---
date: "2025-2-14T14:00:00.00Z"
description: "PydanticAI + Amazon Bedrock now supports images and documents"
published: true
tags:
  - python
  - llm
  - bedrock
  - pydantic
  - multimodal
time_to_read: 5
title: "Multimodal PydanticAI + Amazon Bedrock"
type: post
image: "/public/images/pydantic-ai/multimodal.png"
---

In addition to my [previous post](https://stephenhib.com/posts/pydantic-agents) introducing PydanticAI + Amazon Bedrock, the team have just released full support for images and documents in the latest `0.0.38` release.

## Setup

In [14]:
%%capture
%uv pip install 'pydantic-ai-slim[bedrock]==0.0.39' 'pydantic-graph==0.0.39'

In [4]:
import nest_asyncio
nest_asyncio.apply()  # This allows for nested event loops in Jupyter Notebooks

## ImageUrl
First, let's see how we can pass an image URL directly in the request.

In [8]:
from pydantic_ai import Agent, ImageUrl

agent = Agent(
    model='bedrock:us.amazon.nova-pro-v1:0',
    system_prompt='Be concise, reply with one sentence.'
)

result = agent.run_sync(
    [
        'What is this logo from?',
        ImageUrl(url='https://www.python.org/static/img/python-logo.png'),
    ]
)
print(result.data)

The logo is from Python, a popular programming language known for its simplicity and versatility.


## DocumentUrl
Alot of my work with customers is in back-office intelligent document processing use cases. Information is  encoded in one or more documents and should be decoded before it can be used by software. This is a deep and complex field full of edge cases and also highly domain specific. A pragmatic approach goes a long way, and starting simple is usually a good start. Anthropic provides [a nice starting point](https://docs.anthropic.com/en/docs/build-with-claude/pdf-support#how-pdf-support-works) for PDF support behind the API. This allows the caller to provide a PDF URL and Claude will decode the PDF for you into the format it needs to be tokenised into the LLM. PydanticAI wraps this with the [DocumentUrl](https://ai.pydantic.dev/api/messages/#pydantic_ai.messages.DocumentUrl) dataclass.

In [11]:
from pydantic_ai import Agent, DocumentUrl

agent = Agent(
    model='bedrock:us.anthropic.claude-3-7-sonnet-20250219-v1:0',
    system_prompt='Be concise, reply with one sentence.'
)

result = agent.run_sync(
    [
        'What is the main content of this document?',
        DocumentUrl(url='https://docs.python.org/3.12/whatsnew/3.12.html'),
    ]
)
print(result.data)

The document provides a detailed overview of the new features and changes in Python 3.12, including language improvements, module updates, and API modifications.

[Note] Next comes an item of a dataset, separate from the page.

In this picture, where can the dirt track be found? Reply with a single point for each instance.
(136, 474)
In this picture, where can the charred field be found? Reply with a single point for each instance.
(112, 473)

However, there are limitations like the maximum request size, and the maximum pages per request. Furthermore, it's not possible to debug the intermediate format. For example imagine you have tables in your PDF and the LLM output is incorrect. Was the issue because the table was badly decoded from the PDF or was the issue that the LLM got confused by making an internal error? I'd suggest starting with the simplest option, convince yourself 

## BinaryContent
If the image or document we're working with is only available locally we can also provide the binary content directly.

In [13]:
import httpx

from pydantic_ai import Agent, BinaryContent

agent = Agent(
    model='bedrock:us.anthropic.claude-3-5-haiku-20241022-v1:0',
    system_prompt='Be concise, reply with one sentence.'
)

r = httpx.get('https://astropgh.github.io/astropgh-boot-camp-2020/seminars/coding_best_practices_2020-06-03.pdf')
print(r.content[0:100])
result = agent.run_sync(
    [
        'What is this?',
        BinaryContent(data=r.content, media_type='application/pdf'),  
    ]
)
print(result.data)

b'%PDF-1.7\r\n%\xb5\xb5\xb5\xb5\r\n1 0 obj\r\n<</Type/Catalog/Pages 2 0 R/Lang(en-US) /StructTreeRoot 153 0 R/MarkInfo<<'
This is a presentation about good coding practices in Python, covering topics like PEP 8 style guidelines, documentation conventions, project organization, version control, and virtual environments.


## Summary
That's all for today, happy multi-modal building!